Normalmente até aposto um pouco mais cedo para ter direito a bonificação. Desta vez não tive mesmo possibilidades e até correu bem! Obrigado a todos, o meu objectivo nestes concursos, muito mais que ganhar, é continuar sempre a aprender. Conhecer bem a climatologia do nosso país é importante para um meteorologista no IPMA. E não vou mentir, entrei no IPMA há uns meses atrás, e estou muito contente por ter oportunidade de fazer carreira na meteorologia. Mas juro que nos outros concursos ainda não estava por lá!

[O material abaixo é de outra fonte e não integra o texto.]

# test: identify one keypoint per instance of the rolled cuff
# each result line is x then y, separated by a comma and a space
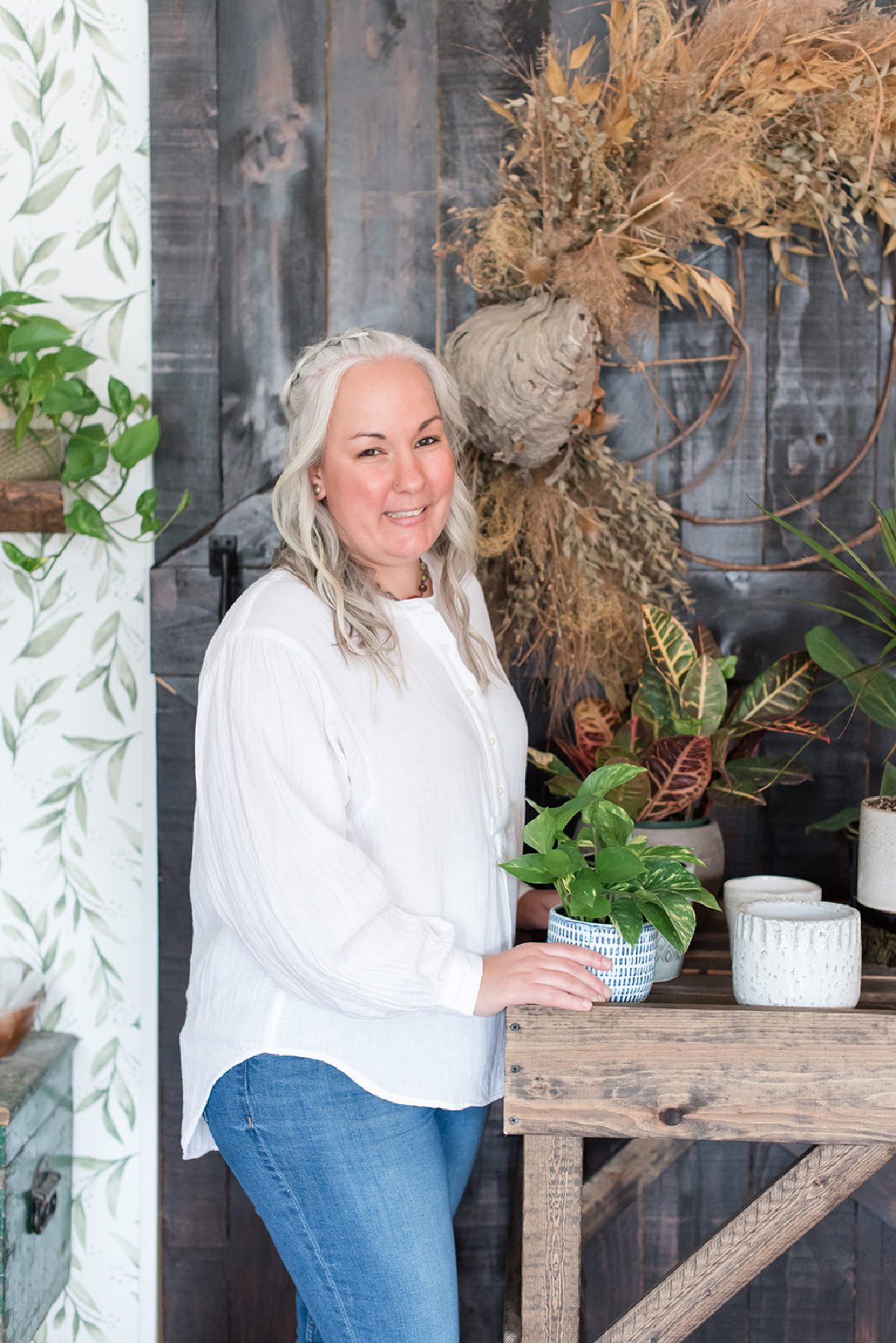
462, 979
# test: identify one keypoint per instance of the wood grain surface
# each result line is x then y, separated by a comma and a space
551, 1238
31, 506
748, 1243
751, 1073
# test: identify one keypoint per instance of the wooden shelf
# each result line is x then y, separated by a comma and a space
31, 506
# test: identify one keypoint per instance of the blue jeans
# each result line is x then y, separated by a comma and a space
358, 1194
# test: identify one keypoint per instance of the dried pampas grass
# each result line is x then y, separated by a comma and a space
768, 117
567, 565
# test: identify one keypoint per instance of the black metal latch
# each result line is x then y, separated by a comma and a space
43, 1196
223, 563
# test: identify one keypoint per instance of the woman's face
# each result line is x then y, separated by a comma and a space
388, 471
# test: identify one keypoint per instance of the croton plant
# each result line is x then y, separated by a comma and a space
696, 735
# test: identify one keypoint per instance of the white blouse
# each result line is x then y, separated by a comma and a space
346, 880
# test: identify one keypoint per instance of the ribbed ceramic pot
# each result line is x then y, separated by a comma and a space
797, 954
876, 878
703, 836
632, 974
744, 890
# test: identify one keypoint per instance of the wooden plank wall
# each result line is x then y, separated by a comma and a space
307, 163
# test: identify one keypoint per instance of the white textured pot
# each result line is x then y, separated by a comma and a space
797, 954
746, 890
703, 836
876, 880
632, 974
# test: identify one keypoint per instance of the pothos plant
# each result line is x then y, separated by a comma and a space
696, 735
102, 441
606, 875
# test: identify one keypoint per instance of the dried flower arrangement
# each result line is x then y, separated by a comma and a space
766, 117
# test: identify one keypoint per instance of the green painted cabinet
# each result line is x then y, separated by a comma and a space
35, 1147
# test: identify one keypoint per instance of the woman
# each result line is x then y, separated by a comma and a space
361, 763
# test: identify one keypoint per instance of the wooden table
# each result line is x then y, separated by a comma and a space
689, 1064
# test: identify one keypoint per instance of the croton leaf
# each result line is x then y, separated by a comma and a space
593, 725
680, 771
800, 728
669, 646
778, 692
704, 695
632, 795
657, 700
626, 919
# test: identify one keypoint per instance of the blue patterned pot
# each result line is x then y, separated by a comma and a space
632, 974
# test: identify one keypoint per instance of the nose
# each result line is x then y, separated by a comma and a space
408, 471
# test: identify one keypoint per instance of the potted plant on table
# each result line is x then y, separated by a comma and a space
697, 738
617, 890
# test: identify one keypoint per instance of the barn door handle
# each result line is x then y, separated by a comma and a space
43, 1196
223, 563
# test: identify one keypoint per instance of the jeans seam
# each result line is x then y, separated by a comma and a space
267, 1153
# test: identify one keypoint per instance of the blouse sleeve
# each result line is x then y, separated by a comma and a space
272, 797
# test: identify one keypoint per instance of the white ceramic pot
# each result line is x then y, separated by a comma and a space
797, 954
744, 890
632, 974
876, 878
703, 836
668, 964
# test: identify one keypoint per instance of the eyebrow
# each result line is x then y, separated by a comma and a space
430, 421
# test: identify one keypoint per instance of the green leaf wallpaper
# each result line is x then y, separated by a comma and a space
77, 784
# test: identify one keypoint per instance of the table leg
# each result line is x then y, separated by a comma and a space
551, 1237
768, 1225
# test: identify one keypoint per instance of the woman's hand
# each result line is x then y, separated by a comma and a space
548, 974
534, 907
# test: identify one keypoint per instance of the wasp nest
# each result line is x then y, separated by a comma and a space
527, 375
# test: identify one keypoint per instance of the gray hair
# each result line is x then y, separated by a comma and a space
311, 547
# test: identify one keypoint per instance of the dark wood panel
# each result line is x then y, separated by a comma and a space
183, 92
383, 166
273, 222
822, 391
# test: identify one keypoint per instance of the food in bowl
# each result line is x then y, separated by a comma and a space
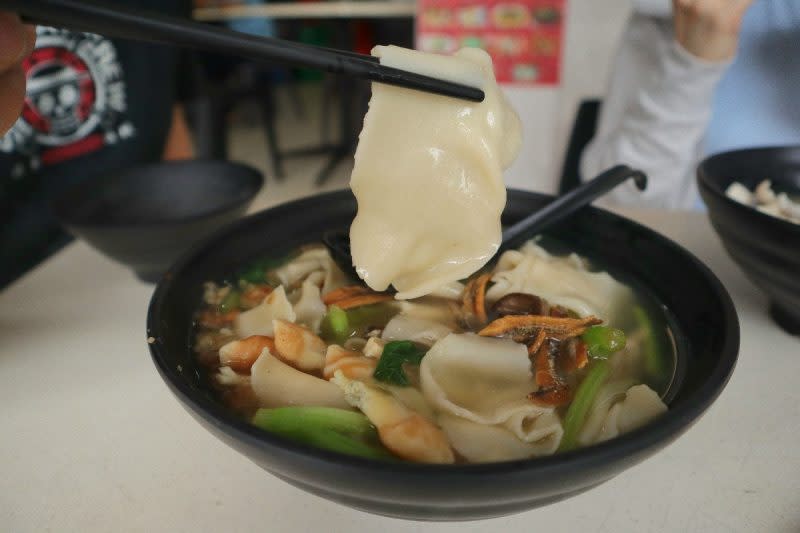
765, 199
539, 354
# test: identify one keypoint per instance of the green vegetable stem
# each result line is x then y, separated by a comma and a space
602, 341
582, 403
329, 428
231, 301
335, 325
395, 355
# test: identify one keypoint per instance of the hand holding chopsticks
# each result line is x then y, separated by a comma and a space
126, 23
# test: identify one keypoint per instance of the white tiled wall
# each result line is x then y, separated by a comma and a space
592, 32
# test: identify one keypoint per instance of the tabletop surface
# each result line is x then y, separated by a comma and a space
92, 440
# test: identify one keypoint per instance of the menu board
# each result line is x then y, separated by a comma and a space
524, 37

Muito obrigado também a todos os outros membros que participaram e organizadores.


----------



## N_Fig (18 Jul 2021 às 23:48)

Jorge_scp disse:


> Normalmente até aposto um pouco mais cedo para ter direito a bonificação. Desta vez não tive mesmo possibilidades e até correu bem! Obrigado a todos, o meu objectivo nestes concursos, muito mais que ganhar, é continuar sempre a aprender. Conhecer bem a climatologia do nosso país é importante para um meteorologista no IPMA. E não vou mentir, entrei no IPMA há uns meses atrás, e estou muito contente por ter oportunidade de fazer carreira na meteorologia. Mas juro que nos outros concursos ainda não estava por lá!
> 
> Muito obrigado também a todos os outros membros que participaram e organizadores.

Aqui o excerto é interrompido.